The electronic device as mentioned previously may be comprised of a plurality of image-capturing sensors and a plurality of various sensors. The plurality of image-capturing sensors and a plurality of various sensors are utilized for the determination of an object detected being an organic being by day of processing, by the processor, the sensor data captured by the plurality of image-capturing sensors and various sensors comprised of the electronic device. The determination of the detected object being an organic being as mentioned previously is by way of the electronic device performing a 2D/3D test on the detected person(s) (as illustrated at block 202), performing a liveness test on the detected person(s) (as illustrated at block 203), performing a position determination on the detected person(s) (as illustrated at block 204), and the like. The processor can make a determination of an object being an organic being by any individual test of the electronic device performing a 2D/3D test on the detected person(s), performing a liveness test on the detected person(s), performing a position determination on the detected person(s) or by any combination of the electronic device performing a 2D/3D test on the detected person(s), performing a liveness test on the detected person(s), performing a position determination on the detected person(s).
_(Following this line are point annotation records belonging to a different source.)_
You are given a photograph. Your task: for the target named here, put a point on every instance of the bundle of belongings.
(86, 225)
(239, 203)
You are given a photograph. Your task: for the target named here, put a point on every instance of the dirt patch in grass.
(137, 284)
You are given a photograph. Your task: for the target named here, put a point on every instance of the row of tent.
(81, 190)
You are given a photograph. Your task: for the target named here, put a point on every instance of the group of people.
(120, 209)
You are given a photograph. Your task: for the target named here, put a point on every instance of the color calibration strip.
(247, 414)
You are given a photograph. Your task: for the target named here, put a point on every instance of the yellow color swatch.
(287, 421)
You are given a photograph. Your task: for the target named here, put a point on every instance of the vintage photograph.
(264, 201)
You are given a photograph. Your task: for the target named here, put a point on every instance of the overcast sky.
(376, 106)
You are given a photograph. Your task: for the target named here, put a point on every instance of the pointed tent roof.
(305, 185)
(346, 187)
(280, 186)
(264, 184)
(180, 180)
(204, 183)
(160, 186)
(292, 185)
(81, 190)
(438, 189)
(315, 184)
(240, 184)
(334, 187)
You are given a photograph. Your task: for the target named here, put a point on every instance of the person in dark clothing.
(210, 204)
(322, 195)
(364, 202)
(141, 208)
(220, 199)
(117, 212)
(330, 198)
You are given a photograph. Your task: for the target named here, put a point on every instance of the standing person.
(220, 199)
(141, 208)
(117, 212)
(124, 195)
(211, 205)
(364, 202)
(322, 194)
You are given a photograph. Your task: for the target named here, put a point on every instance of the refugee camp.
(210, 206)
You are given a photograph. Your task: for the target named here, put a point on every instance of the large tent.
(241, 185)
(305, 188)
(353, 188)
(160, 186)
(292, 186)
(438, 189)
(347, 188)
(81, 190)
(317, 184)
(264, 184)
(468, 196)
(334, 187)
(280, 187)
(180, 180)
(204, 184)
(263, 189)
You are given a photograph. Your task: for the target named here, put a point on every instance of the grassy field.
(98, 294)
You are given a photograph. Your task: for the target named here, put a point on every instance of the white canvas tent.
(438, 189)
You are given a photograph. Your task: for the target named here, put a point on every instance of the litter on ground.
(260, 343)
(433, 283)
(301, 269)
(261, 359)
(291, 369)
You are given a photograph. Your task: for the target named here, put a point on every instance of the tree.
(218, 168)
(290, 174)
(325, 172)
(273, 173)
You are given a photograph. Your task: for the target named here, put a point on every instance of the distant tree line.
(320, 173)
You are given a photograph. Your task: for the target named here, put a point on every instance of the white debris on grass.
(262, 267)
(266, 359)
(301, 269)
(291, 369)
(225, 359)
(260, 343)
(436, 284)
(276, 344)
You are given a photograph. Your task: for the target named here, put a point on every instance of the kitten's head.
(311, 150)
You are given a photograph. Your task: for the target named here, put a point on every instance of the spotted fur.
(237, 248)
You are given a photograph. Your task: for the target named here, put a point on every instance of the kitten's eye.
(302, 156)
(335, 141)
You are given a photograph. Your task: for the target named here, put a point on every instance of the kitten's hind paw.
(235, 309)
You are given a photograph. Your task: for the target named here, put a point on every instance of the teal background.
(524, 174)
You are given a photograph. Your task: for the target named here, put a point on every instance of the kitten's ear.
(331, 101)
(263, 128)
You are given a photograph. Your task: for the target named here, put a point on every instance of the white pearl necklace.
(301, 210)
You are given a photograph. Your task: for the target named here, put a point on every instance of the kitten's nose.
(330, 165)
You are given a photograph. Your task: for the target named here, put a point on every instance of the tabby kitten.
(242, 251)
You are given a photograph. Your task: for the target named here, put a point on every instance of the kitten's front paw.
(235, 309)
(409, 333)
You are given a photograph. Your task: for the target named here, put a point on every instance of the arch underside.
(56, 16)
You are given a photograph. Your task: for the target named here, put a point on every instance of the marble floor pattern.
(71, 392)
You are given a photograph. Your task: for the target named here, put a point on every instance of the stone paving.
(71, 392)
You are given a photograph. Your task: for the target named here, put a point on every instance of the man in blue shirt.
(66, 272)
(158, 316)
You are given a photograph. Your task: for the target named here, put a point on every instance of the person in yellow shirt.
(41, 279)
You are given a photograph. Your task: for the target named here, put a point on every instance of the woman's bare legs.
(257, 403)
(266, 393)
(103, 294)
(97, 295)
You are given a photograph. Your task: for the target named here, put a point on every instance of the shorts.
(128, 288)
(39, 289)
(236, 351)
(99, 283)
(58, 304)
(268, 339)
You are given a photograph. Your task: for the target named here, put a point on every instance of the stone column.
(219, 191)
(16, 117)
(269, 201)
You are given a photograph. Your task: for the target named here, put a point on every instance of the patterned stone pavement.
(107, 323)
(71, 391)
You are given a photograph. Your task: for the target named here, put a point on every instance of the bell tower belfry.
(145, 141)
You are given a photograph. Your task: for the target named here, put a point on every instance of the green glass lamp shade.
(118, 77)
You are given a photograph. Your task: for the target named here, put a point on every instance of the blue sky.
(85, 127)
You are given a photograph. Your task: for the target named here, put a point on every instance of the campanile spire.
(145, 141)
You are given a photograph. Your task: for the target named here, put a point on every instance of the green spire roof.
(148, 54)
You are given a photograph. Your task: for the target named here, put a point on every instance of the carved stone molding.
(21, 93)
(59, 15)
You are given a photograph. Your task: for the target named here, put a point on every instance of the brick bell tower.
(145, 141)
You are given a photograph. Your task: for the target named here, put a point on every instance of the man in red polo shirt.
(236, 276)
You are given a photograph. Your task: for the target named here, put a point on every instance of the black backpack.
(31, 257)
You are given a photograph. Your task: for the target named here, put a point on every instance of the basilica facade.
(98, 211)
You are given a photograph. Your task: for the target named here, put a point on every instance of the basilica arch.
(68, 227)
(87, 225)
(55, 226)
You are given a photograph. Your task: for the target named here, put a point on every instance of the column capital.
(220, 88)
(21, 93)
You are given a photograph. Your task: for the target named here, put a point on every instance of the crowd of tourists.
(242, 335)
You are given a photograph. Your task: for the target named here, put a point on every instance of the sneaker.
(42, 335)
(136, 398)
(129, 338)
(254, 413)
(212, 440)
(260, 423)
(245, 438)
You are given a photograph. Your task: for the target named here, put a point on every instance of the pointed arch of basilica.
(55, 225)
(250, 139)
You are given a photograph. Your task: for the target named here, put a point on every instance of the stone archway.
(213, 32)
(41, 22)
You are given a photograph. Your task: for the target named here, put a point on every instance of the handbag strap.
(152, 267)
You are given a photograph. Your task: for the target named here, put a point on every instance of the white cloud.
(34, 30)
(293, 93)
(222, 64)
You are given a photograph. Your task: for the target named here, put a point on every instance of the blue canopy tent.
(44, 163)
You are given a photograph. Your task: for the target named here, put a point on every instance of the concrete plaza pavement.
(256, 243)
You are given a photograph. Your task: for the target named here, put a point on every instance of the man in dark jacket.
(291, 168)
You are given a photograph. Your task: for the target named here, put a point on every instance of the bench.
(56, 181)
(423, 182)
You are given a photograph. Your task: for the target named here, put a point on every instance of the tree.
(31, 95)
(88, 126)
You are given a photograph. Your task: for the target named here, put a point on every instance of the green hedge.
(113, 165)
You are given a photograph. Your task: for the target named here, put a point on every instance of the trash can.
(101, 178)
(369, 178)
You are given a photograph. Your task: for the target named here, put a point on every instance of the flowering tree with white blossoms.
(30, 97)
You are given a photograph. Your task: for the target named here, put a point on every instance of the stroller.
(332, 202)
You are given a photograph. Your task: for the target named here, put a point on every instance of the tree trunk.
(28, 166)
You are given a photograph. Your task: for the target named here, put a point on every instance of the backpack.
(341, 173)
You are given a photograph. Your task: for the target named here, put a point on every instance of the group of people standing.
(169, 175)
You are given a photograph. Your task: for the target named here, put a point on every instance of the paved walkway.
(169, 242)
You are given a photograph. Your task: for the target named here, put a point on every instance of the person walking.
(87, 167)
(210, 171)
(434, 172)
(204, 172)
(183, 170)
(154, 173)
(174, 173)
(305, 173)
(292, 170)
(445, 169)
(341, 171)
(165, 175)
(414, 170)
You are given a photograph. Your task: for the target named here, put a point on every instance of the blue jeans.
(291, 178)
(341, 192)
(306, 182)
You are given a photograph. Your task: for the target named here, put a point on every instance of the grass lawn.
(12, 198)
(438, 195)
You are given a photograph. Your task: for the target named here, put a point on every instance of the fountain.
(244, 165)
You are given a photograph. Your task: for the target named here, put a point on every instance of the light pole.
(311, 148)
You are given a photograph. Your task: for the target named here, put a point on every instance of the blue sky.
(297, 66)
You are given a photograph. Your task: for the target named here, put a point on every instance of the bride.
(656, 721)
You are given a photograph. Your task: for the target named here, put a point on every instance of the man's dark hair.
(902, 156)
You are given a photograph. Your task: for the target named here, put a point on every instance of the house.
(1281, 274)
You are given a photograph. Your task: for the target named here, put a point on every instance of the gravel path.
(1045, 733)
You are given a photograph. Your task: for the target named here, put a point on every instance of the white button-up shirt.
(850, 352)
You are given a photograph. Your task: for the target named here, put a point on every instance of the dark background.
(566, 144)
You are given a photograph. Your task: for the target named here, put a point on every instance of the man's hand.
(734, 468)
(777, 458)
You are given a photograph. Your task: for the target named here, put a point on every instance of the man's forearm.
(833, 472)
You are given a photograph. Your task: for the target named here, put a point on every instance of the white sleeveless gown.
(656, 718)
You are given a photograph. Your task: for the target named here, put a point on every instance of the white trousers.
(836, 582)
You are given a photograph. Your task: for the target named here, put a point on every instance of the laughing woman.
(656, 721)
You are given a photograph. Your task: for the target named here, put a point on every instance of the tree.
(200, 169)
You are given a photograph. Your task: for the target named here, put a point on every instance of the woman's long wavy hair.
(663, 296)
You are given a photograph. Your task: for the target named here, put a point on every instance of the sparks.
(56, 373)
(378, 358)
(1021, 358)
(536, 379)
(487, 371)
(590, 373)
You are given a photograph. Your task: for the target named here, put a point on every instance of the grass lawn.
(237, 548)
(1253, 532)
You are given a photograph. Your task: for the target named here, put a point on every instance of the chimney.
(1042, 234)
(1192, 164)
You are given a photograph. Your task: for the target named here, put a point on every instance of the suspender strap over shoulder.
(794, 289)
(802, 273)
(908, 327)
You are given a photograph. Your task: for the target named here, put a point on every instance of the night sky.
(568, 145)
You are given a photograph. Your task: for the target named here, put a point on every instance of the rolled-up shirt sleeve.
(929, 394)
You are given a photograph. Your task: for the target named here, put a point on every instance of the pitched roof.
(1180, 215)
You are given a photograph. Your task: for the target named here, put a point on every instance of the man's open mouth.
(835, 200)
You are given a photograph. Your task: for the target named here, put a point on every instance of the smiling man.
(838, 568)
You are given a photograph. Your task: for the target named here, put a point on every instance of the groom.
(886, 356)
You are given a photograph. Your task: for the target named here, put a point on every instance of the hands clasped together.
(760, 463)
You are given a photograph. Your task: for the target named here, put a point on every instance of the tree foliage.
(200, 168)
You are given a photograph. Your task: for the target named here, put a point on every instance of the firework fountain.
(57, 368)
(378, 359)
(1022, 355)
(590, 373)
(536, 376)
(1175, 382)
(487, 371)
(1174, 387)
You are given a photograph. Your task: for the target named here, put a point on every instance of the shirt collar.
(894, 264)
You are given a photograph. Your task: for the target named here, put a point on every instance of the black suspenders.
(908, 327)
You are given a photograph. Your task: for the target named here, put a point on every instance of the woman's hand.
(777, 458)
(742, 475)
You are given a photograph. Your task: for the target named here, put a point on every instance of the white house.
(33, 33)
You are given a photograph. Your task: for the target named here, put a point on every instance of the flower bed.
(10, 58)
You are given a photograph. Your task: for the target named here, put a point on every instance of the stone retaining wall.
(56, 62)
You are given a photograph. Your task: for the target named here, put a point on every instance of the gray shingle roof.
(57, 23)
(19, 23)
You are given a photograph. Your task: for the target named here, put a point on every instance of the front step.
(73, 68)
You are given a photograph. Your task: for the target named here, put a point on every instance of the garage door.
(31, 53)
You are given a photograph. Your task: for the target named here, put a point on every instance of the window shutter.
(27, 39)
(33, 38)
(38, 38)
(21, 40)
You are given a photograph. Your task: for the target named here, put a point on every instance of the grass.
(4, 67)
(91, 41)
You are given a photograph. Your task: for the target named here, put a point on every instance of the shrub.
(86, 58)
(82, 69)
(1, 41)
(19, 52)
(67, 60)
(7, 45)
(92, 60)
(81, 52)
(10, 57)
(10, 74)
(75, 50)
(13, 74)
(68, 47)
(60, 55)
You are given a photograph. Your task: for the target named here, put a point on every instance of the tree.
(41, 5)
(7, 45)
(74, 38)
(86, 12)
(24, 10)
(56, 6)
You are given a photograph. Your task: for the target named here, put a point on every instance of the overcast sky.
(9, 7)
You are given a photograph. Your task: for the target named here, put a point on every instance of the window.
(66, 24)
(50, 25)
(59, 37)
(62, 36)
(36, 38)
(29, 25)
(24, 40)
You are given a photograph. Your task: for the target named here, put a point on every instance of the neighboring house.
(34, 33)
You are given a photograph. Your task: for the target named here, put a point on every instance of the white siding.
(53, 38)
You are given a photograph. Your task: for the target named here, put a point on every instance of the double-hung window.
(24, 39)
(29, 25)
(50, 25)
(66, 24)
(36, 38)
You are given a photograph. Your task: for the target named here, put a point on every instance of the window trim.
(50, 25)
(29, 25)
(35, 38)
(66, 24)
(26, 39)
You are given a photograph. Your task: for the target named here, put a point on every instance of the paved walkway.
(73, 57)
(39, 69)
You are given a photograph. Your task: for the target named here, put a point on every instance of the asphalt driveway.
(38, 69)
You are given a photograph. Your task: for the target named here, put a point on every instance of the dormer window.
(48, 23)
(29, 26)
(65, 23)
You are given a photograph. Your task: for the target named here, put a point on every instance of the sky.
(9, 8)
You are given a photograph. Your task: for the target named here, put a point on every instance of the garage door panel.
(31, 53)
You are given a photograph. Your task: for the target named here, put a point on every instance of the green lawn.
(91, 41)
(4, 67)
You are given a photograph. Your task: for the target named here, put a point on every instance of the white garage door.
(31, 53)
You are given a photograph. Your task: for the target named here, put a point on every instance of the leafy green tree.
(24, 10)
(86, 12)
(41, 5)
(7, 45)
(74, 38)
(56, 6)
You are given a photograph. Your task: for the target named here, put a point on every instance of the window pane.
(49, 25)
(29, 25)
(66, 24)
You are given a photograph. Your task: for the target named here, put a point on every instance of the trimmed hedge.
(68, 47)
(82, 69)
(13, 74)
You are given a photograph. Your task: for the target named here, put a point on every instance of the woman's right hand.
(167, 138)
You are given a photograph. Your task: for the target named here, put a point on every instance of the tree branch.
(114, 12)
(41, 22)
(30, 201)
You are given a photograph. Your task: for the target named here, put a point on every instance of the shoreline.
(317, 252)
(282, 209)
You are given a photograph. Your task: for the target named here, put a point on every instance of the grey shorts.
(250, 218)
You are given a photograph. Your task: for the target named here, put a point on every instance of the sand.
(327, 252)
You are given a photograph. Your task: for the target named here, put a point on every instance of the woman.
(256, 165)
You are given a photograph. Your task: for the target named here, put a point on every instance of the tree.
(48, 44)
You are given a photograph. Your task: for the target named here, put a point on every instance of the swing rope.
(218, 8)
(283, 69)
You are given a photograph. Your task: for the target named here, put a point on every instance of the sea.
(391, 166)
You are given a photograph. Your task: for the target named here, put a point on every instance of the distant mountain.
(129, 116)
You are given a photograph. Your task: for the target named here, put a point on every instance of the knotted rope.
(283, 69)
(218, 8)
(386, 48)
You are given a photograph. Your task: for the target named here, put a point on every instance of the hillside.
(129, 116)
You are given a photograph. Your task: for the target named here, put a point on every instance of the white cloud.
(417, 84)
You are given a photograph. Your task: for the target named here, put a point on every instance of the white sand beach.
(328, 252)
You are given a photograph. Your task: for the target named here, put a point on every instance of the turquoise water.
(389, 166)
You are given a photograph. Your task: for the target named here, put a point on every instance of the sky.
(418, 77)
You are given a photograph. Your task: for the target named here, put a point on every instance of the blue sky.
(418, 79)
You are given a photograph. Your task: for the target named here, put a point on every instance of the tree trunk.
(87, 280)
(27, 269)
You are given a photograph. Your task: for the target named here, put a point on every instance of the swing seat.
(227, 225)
Accordingly, the order and sequential nature illustrated in processor determination routine 200 is illustrative and should not be construed as limiting.


By way of the processors determination the person that was detected is an organic being and not a representation of an organic being, the processor includes the detected person(s) (at block 205) in the teleconference framing. An example of the teleconference framing can be observed as depicted in FIG. 3 the teleconference framing of Person 1 312, the teleconference framing of Person 2 313, the teleconferencing framing of Person 3 314, the teleconferencing framing of Person 4 315.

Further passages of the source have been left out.